A conclusão foi que quantos mais livros do Harry Potter os inquiridos tivessem lido, menos gostavam de Donald Trump. Usando uma escala de 0 a 100 pontos quanto à preferência, cada livro roubava entre 2 a 3 pontos ao candidato republicano.

"Isto pode parecer pouco, mas a consideração pelo Trump de quem já tenha lido os sete livros pode diminuir 18 pontos em 100", afirmou Diana Mutz, segundo o The Guardian.

No estudo, publicado na semana passada, a autora afirma que semelhanças entre Donald Trump e o vilão da saga Lord Voldemort "não passaram despercebidas durante a campanha [presidencial] de 2016".

"Pode ser simplesmente difícil para os leitores de Harry Potter ignorarem as semelhanças" entre Trump e o Voldemort, continuou Diana Mutz. A valorização da tolerância e das diferenças, oposição à violência e ao autoritarismo são alguns dos pontos retratados na saga que levam os leitores a não gostarem de Trump, segundo o estudo.

O desejo de Voldemort de eliminar os feiticeiros mestiços, que têm pelo menos um pai muggle (não-feiticeiro), por exemplo, é comparado pelo estudo à vontade de Trump de impedir a migração de muçulmanos.
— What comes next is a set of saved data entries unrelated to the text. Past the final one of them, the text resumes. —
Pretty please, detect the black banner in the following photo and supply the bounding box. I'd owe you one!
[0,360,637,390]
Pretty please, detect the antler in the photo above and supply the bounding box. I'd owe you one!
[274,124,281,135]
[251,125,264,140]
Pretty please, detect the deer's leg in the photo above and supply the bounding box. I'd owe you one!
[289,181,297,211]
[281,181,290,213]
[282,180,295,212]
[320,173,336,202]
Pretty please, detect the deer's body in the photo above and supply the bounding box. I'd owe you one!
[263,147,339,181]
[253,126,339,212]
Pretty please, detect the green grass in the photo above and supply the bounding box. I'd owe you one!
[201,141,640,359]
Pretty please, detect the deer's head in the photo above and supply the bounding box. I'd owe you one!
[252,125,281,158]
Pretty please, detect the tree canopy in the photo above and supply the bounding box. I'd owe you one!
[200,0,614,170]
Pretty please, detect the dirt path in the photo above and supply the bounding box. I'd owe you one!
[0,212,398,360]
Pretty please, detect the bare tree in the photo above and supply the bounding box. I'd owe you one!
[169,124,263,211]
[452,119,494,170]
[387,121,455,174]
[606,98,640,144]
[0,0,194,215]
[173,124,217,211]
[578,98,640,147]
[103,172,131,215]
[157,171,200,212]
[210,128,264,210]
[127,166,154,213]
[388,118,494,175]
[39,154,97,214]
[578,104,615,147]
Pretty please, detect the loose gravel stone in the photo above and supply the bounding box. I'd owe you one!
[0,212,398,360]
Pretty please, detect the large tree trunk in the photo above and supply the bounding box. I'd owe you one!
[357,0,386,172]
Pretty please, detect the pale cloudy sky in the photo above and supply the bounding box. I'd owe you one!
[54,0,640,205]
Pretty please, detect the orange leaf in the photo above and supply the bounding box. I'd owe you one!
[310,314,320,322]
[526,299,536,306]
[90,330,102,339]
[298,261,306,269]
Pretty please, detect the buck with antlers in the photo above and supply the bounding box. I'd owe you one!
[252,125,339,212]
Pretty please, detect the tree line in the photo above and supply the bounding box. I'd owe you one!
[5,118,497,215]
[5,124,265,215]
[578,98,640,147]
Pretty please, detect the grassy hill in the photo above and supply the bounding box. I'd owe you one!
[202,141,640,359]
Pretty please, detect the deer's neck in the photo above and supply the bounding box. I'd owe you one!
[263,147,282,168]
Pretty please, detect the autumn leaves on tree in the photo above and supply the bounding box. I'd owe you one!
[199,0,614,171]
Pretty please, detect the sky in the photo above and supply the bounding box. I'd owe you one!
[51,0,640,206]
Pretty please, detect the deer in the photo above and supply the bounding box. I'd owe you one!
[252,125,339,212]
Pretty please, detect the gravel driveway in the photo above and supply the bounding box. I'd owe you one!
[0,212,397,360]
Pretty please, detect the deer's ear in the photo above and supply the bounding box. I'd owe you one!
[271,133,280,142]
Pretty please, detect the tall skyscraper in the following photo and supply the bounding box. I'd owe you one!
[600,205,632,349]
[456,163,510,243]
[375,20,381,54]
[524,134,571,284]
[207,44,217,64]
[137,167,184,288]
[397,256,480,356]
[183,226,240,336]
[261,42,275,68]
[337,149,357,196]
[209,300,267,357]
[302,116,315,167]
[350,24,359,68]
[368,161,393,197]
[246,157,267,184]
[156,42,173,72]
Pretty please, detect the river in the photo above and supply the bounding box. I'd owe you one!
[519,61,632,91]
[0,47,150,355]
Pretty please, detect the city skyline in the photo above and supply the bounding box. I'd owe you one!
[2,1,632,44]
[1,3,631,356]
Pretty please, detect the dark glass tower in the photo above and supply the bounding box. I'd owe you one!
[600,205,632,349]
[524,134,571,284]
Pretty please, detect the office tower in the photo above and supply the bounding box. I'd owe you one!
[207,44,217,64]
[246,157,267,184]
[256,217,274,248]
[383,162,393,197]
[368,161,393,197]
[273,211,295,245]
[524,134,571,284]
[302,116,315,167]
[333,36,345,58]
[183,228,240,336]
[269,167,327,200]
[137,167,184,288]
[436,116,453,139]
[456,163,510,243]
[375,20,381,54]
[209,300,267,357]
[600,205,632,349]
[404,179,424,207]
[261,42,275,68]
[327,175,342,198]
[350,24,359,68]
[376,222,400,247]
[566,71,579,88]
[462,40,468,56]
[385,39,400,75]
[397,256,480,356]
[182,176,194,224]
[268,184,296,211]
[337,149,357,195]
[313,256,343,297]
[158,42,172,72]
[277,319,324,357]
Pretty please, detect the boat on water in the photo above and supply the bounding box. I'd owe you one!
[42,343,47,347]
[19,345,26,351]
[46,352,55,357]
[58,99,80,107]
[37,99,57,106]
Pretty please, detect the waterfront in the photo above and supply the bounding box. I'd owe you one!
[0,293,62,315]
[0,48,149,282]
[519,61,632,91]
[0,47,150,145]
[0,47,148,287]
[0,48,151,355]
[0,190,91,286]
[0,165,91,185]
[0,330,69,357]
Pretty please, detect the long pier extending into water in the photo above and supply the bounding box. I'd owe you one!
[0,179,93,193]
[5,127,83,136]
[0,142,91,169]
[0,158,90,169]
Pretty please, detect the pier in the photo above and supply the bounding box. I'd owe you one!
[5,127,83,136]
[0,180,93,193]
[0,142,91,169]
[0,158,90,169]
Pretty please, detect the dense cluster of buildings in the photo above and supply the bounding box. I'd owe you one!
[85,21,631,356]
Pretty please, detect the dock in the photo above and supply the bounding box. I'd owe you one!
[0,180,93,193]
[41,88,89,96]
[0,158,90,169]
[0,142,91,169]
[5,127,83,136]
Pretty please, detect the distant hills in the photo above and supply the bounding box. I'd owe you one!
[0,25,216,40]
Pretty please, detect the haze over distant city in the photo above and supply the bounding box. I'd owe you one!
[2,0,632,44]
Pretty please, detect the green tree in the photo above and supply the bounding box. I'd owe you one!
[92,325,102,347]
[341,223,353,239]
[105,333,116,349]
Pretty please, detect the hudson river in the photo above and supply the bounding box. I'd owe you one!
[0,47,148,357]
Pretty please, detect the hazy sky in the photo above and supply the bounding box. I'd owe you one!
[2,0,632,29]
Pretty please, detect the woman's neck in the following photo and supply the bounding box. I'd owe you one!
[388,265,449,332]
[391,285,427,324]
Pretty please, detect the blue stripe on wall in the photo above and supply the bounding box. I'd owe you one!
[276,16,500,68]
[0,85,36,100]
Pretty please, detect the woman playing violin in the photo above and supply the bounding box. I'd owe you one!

Diana Mutz dá ainda o exemplo de quando apoiantes do candidato republicano defenderam, sem saber, uma das citações mais famosas de Voldemort, após um grupo de ativistas ter impresso e vendido cartazes com a cara de Trump na rua.

Nos cartazes lia-se uma das frases dita pelo "senhor das trevas" no primeiro livro da saga: "Não existe o bem e o mal. Somente o poder, e aqueles que são muito fracos para o possuir".

Nas redes sociais surgiu o termo "Trumpdemort" e alguns utilizadores aproveitaram a situação para ridicularizar o candidato.

Por sua vez, o estudo mostra que os filmes da saga Harry Potter não têm o mesmo efeito que os livros. A autora acredita que isto se deve ao facto de "ler exigir altos níveis de atenção e permitir uma maior nuance das personagens, que não são nem totalmente boas nem totalmente más".

Além disso, como os livros são extensos e os filmes são obrigados a cortar algumas partes da história, "os filmes têm maior probabilidade de dar destaque à ação ao invés dos dilemas internos e introspeções das personagens".

J.K. Rowling mostrou-se feliz por saber o efeito que os seus livros tinham no público. "Isto animou o meu dia", afirmou a autora da saga "Harry Potter", na publicação onde partilhava o estudo.

J. K. Rowling já tinha expresso os seus sentimentos em relação a Donald Trump quando escreveu uma carta aberta em que chamava "fascista" ao candidato.

"Ele tem o temperamento de um segurança de discoteca instável, faz pouco da violência quando irrompe durante os seus comícios e mostra o seu desdém pelas mulheres e minorias com orgulho", escreveu a autora.